Directory Structure¶

cybersecurity/
├── contracts/                # Data product contracts (schemas, SLOs, owners)
│   └── sentinel-alerts.yaml
├── data/                     # Sample data + synthetic generators
│   ├── cisa-kev-sample.json
│   ├── mitre-attack-mapping.json
│   └── sample-sentinel-alerts.json
├── deploy/                   # Deployment parameters / Bicep templates
│   ├── analytics-rules.bicep
│   └── sentinel-workspace.bicep
├── domains/                  # dbt models (bronze / silver / gold) and seeds
│   ├── bronze/
│   ├── gold/
│   └── silver/
├── notebooks/                # Synapse / Fabric / Databricks notebooks
│   ├── 01-alert-exploration.py
│   ├── 02-threat-detection-ml.py
│   └── 03-kql-threat-hunting.py
└── README.md                 # This file

Expected Results¶

After running the medallion pipeline against the bundled seed data, the Gold layer should populate the following tables. Row counts vary with the seed-data generator parameters; the figures below are the approximate scale you should see on a default run.

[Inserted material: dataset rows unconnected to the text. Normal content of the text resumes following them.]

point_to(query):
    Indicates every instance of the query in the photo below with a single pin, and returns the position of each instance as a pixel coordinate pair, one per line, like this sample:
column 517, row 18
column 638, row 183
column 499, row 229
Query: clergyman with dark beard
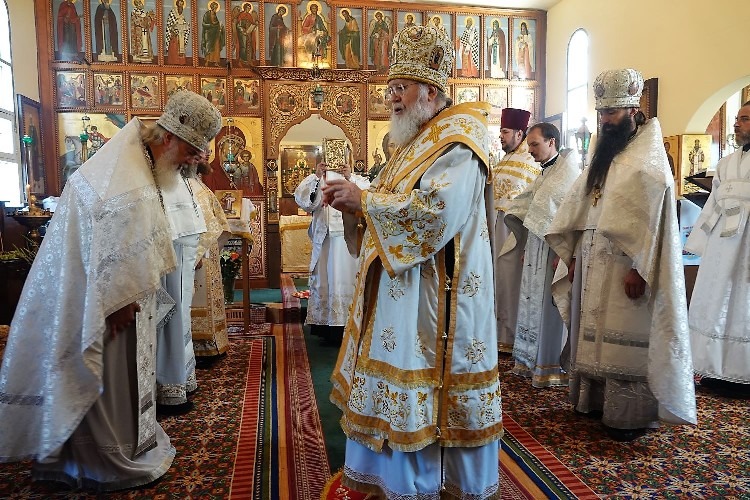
column 630, row 363
column 419, row 352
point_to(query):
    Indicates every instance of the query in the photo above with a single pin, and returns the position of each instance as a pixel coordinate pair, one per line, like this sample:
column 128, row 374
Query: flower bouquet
column 231, row 263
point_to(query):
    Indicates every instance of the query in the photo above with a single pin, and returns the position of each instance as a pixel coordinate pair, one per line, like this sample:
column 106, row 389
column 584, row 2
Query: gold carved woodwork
column 289, row 104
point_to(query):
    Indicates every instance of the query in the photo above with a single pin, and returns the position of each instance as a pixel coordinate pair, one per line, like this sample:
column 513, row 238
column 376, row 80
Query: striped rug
column 280, row 453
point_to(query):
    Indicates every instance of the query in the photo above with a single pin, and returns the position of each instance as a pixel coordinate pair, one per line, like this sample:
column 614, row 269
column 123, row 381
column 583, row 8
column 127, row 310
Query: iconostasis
column 103, row 62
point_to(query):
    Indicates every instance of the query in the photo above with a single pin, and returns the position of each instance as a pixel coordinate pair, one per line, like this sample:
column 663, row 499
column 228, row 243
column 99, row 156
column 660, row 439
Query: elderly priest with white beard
column 77, row 380
column 417, row 374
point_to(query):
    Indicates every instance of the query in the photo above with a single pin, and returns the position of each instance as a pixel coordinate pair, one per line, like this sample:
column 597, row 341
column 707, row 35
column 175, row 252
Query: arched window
column 10, row 173
column 578, row 83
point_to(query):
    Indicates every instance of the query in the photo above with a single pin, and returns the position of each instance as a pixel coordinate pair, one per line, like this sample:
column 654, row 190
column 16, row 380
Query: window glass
column 578, row 59
column 4, row 34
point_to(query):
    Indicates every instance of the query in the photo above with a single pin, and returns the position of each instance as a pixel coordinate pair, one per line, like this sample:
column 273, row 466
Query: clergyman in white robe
column 73, row 396
column 630, row 358
column 511, row 175
column 540, row 332
column 175, row 358
column 719, row 315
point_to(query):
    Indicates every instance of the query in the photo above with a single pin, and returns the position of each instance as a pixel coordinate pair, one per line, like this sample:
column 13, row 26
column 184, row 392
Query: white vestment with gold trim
column 719, row 315
column 510, row 177
column 418, row 365
column 615, row 339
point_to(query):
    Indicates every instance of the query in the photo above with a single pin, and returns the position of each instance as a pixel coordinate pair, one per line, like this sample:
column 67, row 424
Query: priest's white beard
column 167, row 167
column 406, row 126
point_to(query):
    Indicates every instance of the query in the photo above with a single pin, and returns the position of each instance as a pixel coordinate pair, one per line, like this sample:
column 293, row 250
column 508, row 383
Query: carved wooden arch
column 288, row 104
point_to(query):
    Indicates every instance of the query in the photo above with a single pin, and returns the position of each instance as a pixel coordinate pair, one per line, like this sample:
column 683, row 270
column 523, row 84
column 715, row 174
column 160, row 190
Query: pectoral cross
column 597, row 195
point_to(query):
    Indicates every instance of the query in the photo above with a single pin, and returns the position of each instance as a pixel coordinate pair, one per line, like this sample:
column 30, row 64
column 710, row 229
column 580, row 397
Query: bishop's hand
column 343, row 196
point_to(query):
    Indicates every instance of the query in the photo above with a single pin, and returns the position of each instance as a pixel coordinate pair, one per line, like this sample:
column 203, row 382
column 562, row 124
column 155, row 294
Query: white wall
column 698, row 50
column 24, row 47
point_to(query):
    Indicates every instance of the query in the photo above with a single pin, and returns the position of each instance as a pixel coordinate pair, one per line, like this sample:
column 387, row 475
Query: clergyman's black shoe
column 726, row 389
column 593, row 414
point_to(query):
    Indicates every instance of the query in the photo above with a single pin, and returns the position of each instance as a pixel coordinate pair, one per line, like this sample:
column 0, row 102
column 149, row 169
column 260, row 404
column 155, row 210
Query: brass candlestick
column 32, row 219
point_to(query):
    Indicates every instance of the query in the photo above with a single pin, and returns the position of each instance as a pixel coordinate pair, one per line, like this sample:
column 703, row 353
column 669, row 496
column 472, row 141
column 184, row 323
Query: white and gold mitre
column 619, row 88
column 423, row 54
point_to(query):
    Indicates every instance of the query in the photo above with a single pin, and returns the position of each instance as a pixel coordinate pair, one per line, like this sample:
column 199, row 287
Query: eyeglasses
column 396, row 90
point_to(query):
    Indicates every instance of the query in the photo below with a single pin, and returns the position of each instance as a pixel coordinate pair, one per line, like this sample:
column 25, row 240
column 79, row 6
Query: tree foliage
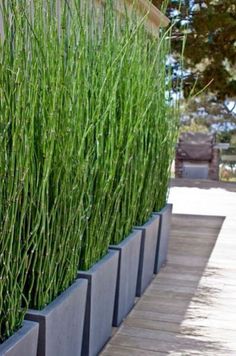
column 210, row 51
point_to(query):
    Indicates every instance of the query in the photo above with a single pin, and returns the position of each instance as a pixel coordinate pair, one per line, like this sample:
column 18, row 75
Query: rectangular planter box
column 23, row 342
column 163, row 237
column 147, row 253
column 129, row 251
column 61, row 322
column 102, row 279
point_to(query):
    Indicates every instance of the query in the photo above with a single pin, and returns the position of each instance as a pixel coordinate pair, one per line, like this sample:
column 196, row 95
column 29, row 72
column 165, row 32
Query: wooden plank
column 190, row 307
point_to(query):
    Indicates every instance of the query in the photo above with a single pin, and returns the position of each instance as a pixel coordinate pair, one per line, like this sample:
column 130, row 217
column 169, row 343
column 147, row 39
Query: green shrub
column 86, row 143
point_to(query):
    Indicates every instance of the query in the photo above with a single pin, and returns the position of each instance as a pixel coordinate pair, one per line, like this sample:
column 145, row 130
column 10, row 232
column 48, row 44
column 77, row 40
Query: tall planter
column 61, row 322
column 102, row 279
column 23, row 342
column 147, row 253
column 129, row 251
column 163, row 236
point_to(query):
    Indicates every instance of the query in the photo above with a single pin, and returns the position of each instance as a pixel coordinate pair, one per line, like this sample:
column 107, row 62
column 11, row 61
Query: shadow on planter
column 61, row 322
column 102, row 279
column 163, row 236
column 147, row 253
column 23, row 342
column 129, row 251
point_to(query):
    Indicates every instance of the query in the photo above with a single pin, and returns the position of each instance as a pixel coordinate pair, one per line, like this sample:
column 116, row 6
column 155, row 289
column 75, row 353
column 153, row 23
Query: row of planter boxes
column 79, row 321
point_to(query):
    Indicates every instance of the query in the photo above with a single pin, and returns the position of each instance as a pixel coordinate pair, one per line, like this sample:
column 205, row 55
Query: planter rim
column 93, row 269
column 166, row 207
column 148, row 222
column 130, row 237
column 25, row 329
column 59, row 299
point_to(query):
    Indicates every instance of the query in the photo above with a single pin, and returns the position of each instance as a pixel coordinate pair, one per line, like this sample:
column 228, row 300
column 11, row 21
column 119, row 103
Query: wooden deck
column 190, row 307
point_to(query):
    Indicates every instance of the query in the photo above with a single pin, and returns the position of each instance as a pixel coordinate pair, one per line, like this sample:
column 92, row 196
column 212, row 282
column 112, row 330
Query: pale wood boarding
column 190, row 307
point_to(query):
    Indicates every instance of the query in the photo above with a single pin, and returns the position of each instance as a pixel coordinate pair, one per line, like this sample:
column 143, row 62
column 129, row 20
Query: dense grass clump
column 86, row 142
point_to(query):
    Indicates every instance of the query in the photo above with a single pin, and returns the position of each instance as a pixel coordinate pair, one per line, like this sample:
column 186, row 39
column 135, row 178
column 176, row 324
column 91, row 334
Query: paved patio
column 190, row 307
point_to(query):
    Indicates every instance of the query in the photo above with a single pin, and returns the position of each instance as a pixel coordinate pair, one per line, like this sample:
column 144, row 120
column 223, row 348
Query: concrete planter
column 163, row 236
column 102, row 279
column 61, row 322
column 129, row 251
column 23, row 342
column 147, row 253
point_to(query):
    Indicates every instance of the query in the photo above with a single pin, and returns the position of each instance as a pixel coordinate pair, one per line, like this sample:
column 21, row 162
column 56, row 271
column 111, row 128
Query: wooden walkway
column 190, row 307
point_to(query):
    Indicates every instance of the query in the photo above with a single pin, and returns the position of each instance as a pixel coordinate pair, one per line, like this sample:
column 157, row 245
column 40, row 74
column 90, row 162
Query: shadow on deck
column 190, row 307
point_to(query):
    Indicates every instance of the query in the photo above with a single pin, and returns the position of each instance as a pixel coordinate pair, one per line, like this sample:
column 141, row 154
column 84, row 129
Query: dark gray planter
column 129, row 251
column 147, row 253
column 61, row 322
column 23, row 342
column 163, row 237
column 102, row 279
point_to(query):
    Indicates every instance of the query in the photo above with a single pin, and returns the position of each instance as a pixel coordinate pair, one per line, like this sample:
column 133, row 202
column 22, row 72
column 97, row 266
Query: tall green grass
column 86, row 142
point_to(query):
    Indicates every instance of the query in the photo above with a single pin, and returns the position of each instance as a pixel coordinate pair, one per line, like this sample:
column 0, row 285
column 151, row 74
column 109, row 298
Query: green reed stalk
column 85, row 134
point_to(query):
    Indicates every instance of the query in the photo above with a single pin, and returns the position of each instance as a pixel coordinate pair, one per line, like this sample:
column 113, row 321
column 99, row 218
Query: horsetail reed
column 85, row 134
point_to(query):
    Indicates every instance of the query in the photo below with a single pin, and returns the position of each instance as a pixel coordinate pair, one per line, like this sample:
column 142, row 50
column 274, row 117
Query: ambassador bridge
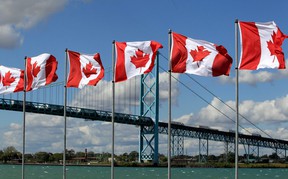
column 136, row 103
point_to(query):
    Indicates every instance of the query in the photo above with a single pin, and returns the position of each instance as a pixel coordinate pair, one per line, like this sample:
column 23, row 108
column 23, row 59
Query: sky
column 32, row 27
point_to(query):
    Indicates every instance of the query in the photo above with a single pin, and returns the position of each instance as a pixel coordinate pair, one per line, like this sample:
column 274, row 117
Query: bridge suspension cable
column 206, row 89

Gold Table	Approximate Rows	Notes
`rpt_compliance_posture`	TODO: capture after first run	Populated from Silver via dbt `--select tag:gold`
`rpt_threat_landscape`	TODO: capture after first run	Populated from Silver via dbt `--select tag:gold`

TODO: capture exact counts after the next end-to-end seed run. These are bounded by the seed-data generator parameters in data/generators/.